The story of Little Red Riding Hood is so popular in parts of rural Victoria that every young boy dreams of becoming a wood-cutter (or wearing a red dress). The teenage Vicious was no different to thousands of other young Aussies, leaving home with just an axe and a dream. Competitive wood-chopping has not yet caught on in this country, since we tend not to make a sport of of just any domestic chore, but young Pete it appears had quite a future as a professional timber splicer. His tree-bothering days are behind him now, but all those years swinging his chopper has left him with a legacy of weakness in his right shoulder that threatens to hinder his cricket career, despite drastic reconstructive surgery two years back.

He's bringing chubby back

Unkind commentators have also suggested his generously proportioned frame might create extra physical strain. But in a world of dieticians and super-athletes, it's quite refreshing to see men like Siddle, New Zealand's Jesse Ryder and our own Samit Patel bringing fat back. And though he claims to have modelled his bowling on Alan Donald and Glen McGrath, the former bowler he most resembles is that other hefty Victorian, the gutsy Mervyn Gregory Hughes.

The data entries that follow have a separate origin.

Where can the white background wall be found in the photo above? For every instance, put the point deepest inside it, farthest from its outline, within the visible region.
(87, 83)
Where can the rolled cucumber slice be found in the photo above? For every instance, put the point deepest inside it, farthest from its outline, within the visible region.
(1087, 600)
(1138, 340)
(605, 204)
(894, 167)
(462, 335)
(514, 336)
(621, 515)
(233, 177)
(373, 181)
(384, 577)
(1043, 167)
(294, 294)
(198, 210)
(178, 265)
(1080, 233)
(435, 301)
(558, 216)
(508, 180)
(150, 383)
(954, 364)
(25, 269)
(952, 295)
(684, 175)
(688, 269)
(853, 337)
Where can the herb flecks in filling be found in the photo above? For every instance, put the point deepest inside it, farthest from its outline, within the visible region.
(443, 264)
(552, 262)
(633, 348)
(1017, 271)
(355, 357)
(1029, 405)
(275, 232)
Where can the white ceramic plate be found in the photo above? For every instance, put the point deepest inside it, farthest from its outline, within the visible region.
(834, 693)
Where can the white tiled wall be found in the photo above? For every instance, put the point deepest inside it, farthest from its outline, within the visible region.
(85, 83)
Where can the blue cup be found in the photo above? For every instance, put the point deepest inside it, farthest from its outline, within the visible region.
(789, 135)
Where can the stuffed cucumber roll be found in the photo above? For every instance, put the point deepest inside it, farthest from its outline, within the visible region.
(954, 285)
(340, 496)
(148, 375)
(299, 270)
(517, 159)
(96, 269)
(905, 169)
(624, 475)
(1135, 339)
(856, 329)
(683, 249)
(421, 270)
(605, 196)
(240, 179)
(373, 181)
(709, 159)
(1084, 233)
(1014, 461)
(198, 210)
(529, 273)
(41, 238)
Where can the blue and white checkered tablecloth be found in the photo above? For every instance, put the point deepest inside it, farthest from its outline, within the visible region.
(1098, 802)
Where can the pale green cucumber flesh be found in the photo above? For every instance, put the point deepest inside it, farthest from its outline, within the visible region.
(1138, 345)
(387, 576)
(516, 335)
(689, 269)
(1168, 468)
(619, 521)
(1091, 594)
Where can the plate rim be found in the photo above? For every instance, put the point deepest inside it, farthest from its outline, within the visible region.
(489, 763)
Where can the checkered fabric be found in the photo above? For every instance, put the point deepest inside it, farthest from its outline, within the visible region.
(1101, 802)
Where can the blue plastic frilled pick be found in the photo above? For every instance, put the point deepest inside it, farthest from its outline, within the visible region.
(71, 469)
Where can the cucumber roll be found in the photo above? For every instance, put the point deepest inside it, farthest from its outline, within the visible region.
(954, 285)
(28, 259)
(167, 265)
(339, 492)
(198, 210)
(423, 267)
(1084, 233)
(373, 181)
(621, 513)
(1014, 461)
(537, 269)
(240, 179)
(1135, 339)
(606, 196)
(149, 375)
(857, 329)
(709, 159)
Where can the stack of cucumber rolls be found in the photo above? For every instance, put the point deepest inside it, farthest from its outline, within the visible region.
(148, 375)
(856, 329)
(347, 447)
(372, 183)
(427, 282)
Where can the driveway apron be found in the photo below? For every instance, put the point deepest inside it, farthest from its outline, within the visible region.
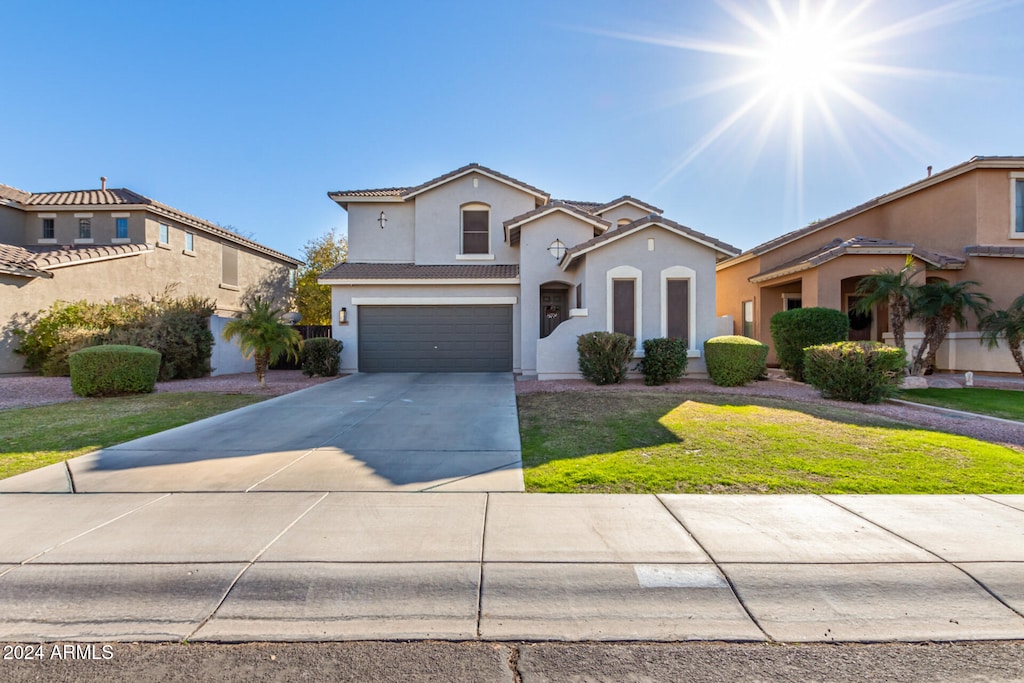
(364, 432)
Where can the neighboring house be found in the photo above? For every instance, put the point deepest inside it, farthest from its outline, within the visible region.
(477, 271)
(964, 223)
(102, 244)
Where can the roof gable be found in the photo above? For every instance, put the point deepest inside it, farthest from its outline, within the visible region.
(513, 225)
(721, 248)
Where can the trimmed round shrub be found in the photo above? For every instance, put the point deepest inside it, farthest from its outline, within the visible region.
(734, 360)
(604, 356)
(321, 356)
(793, 331)
(664, 360)
(864, 372)
(114, 370)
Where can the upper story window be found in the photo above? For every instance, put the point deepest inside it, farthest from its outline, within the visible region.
(476, 228)
(1018, 226)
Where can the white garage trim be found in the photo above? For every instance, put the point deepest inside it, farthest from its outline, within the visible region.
(423, 301)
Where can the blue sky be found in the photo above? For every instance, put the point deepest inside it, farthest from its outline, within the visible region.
(248, 113)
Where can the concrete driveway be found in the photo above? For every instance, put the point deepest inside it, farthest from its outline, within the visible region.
(364, 432)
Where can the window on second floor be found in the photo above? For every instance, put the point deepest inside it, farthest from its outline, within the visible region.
(1019, 208)
(476, 228)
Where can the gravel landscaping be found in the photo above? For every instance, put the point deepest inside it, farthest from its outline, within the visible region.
(28, 391)
(986, 430)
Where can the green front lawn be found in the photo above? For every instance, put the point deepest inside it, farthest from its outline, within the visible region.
(996, 402)
(32, 437)
(674, 442)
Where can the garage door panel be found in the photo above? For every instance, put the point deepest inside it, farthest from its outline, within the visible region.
(435, 338)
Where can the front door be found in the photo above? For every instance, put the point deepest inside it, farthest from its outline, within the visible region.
(552, 310)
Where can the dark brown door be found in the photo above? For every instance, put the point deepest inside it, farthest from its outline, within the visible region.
(552, 310)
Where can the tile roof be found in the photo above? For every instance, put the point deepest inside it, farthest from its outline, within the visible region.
(36, 260)
(413, 271)
(994, 250)
(513, 225)
(974, 162)
(652, 219)
(124, 197)
(632, 200)
(861, 246)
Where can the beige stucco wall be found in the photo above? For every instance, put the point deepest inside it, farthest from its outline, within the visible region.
(368, 243)
(438, 218)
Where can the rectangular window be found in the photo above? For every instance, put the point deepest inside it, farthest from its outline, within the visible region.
(228, 265)
(624, 305)
(474, 231)
(747, 325)
(1019, 214)
(678, 308)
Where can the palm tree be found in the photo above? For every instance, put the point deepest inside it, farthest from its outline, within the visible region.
(893, 288)
(937, 305)
(1008, 324)
(263, 335)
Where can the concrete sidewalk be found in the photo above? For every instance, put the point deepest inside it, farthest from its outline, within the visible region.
(242, 566)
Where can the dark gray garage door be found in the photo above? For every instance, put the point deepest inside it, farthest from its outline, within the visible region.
(435, 339)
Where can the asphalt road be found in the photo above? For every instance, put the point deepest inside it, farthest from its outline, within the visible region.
(432, 660)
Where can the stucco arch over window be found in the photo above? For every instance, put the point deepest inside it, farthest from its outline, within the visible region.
(689, 275)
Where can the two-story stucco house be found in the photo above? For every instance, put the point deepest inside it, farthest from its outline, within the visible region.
(97, 245)
(964, 223)
(478, 271)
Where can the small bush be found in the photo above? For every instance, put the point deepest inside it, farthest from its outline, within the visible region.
(113, 370)
(604, 356)
(793, 331)
(321, 356)
(664, 360)
(734, 360)
(864, 372)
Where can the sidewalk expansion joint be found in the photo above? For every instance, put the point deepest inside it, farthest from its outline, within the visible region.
(930, 552)
(718, 565)
(251, 562)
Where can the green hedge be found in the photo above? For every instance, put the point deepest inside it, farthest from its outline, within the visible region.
(734, 360)
(604, 356)
(321, 356)
(864, 372)
(793, 331)
(664, 360)
(113, 370)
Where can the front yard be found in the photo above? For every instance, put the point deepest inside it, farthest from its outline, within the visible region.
(594, 441)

Are you Mervyn in disguise?

Siddle favours the traditional bleached blond look rather than the bushy tache, but like Hughes, he bowls what they call a heavy ball, has a nasty bouncer and above all, he's quick, repeatedly hitting 150kph at the MCG. It's easy to imagine batsmen around the world trying to duck out of a confrontation with Vicious, and with Clark and Lee injured, he's got a chance to nail down his place as first reserve pace bowler ahead of his rivals for years to come.

The Empire Strikes Back

Picture Ricky Ponting in his little Tie Fighter, spinning away into the inky blackness. You think he's gone for good, that the Death Star (let's call it the MCG) is overthrown. But you were wrong about Darth Vader and you're wrong about Punter. He'll be back, with another army of cricket clones. Don't be surprised if the Third Test at Sydney ends with Graeme Smith frozen in carbonite, Dale Steyn getting used to a mechanical hand and the baggy green empire rising once again.